The candidates' obligations and options are not equal, of course. The president's decisions are not couched in the tactical subjunctive, as are Kerry's promises. Iraq, the United States and for that matter the rest of the world all live with the consequences of Bush's words -- if he sticks to them.
Last fall the president gave three stirring speeches in which he vowed to end 60 years of reflexive American support for repression by Arab governments: Morality and pragmatism required Washington to support democracy in the region. Iraq would be the model.
But Bush's priorities seem to be different today, as his administration engages in or condones cynical maneuvering designed not to create democracy in Baghdad but to create political cover at home and fear and turmoil in Tehran.
Simultaneous U.S. military assaults on Shiite rebels in Najaf, a new and brutal power play in Baghdad against that ever troublesome Shiite politician Ahmed Chalabi, and the temporary suppression of critical news coverage by al-Jazeera satellite television this week have established the fact that "stability" of the Arab strongman kind is again tolerated at the White House.
Long backed by the CIA, Prime Minister Ayad Allawi is now supporting the U.S. intelligence agency's closely related campaigns to destroy Chalabi and use Iraq to subvert Iran's ruling Shiite ayatollahs.
The agency is determined to protect its all-important liaison relationships with Sunni Arab governments in Jordan, Egypt and Saudi Arabia, which fear the Shiite majorities in Iran and Iraq. That is the decisive background to the appalling choice of priorities for the use of military and judicial power that Bush at least implicitly condones in Iraq.
Baathist killers and Wahhabi terrorists go unarrested, unprosecuted and unchallenged in the streets of Fallujah, Ramadi and Sunni sections of Baghdad. At the same time the ragtag Shiite militia of Moqtada Sadr triggers an all-out U.S. assault in Najaf that risks damaging some of the holiest shrines of the Shiite branch of Islam, for small strategic gain.
Sadr deserves no sympathy. U.S. miscalculation is almost entirely responsible for turning this insignificant demagogue into a rebel with a following. Shiites, who are still bitter and distrustful of the United States for its failure to support their uprising against Saddam Hussein in 1991, are likely to note the disparity of treatment of the Sunni and Shiite insurgencies, and to conclude that Shiite political will is the true target of the Najaf operation.

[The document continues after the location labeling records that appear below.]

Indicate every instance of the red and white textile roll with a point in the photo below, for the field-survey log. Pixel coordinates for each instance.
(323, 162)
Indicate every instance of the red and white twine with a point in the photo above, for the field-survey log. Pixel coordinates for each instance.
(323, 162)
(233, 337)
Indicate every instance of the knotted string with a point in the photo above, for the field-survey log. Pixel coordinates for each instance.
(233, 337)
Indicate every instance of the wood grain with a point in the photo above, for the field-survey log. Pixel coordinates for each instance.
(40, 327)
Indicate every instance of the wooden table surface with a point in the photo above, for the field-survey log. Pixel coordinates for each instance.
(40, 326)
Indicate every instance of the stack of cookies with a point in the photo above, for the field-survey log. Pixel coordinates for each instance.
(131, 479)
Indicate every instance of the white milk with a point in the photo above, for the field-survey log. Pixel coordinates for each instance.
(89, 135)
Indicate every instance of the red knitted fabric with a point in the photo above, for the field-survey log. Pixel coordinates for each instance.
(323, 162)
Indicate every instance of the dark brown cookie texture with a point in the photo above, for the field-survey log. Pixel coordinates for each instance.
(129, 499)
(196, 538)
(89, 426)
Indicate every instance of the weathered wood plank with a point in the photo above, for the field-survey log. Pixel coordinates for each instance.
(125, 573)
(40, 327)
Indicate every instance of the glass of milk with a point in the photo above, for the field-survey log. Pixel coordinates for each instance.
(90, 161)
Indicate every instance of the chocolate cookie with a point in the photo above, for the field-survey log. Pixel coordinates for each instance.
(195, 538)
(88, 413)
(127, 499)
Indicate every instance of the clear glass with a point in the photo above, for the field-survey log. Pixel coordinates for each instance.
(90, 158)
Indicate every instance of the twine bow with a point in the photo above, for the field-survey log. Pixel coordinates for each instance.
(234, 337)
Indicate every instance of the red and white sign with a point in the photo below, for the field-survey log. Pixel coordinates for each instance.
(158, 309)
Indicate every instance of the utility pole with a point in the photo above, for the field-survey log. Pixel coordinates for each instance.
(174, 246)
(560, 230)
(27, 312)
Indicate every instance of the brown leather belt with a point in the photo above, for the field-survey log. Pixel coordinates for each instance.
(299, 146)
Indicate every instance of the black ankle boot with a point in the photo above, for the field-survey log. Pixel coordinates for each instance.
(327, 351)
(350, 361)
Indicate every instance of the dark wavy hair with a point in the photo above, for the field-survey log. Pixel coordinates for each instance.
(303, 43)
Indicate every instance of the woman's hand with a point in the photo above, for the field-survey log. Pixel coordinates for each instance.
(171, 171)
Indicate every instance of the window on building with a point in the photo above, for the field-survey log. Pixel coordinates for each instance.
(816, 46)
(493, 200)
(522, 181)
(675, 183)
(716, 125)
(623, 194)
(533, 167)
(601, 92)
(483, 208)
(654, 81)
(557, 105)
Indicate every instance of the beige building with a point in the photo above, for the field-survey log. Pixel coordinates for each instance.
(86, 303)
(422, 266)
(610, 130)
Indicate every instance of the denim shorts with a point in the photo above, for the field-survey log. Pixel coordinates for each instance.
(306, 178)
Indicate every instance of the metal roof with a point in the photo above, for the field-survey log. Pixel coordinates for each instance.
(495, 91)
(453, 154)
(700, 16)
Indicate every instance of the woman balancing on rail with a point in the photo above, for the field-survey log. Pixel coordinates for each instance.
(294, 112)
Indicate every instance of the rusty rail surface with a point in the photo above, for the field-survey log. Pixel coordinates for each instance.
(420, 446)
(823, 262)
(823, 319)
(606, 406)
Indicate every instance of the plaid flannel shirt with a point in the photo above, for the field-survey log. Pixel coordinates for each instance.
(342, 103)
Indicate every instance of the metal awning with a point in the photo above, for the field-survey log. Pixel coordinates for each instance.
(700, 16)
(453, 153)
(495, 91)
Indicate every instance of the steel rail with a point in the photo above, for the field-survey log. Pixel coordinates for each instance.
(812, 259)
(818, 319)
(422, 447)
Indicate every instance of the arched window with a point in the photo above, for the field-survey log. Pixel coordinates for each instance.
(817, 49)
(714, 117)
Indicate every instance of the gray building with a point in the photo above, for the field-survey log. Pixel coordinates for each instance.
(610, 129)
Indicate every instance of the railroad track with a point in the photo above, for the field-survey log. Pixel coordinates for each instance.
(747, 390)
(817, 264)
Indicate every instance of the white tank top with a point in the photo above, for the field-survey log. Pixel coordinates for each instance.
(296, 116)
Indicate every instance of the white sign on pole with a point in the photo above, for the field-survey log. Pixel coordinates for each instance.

The fact that Allawi is by heritage a Shiite will not reduce the sting of his approving the operation. An ex-Baathist, he has always made his career in Sunni-dominated power structures.
The timing of the latest burst of specious charges and allegations against Chalabi, his nephew Salem and his political party also suggests, at a minimum, a highly selective use of limited resources.
Chalabi, whom I have known and written about for 30 years, has made a large number of necessary and unnecessary enemies in his long campaign to bring down the Baathists and then to keep them from returning to power. Among the unnecessary and unforgiving enemies was L. Paul Bremer, Bush's proconsul in Baghdad during the formal U.S. occupation and a man quick to see a hidden Iranian hand in Iraq's problems.
This past spring Bremer collaborated with Bush's National Security Council staff on a seven-page memorandum that outlined a strategy for marginalizing Chalabi. This exercise has now been relentlessly brought to fruition while arrests and prosecutions of insurgents have gone unpursued.
Bremer created a secret court, appointed a manifestly unprepared jurist to head it and made sure Iraq's interim government could not disband it after the U.S. administrator left. It is this judge, Zuhair Maliky, who issued a warrant for the arrest of Chalabi while he was -- guess where? -- in Tehran.
Chalabi's fight with other Iraqi factions in Baghdad is his business. But the Bush team petulantly stakes American prestige, credibility and honor on a covert campaign of score-settling against Chalabi, Sadr and any other Shiites who might be influenced by Iran, while terrorists reign in Fallujah. This is not strategy; this is folly.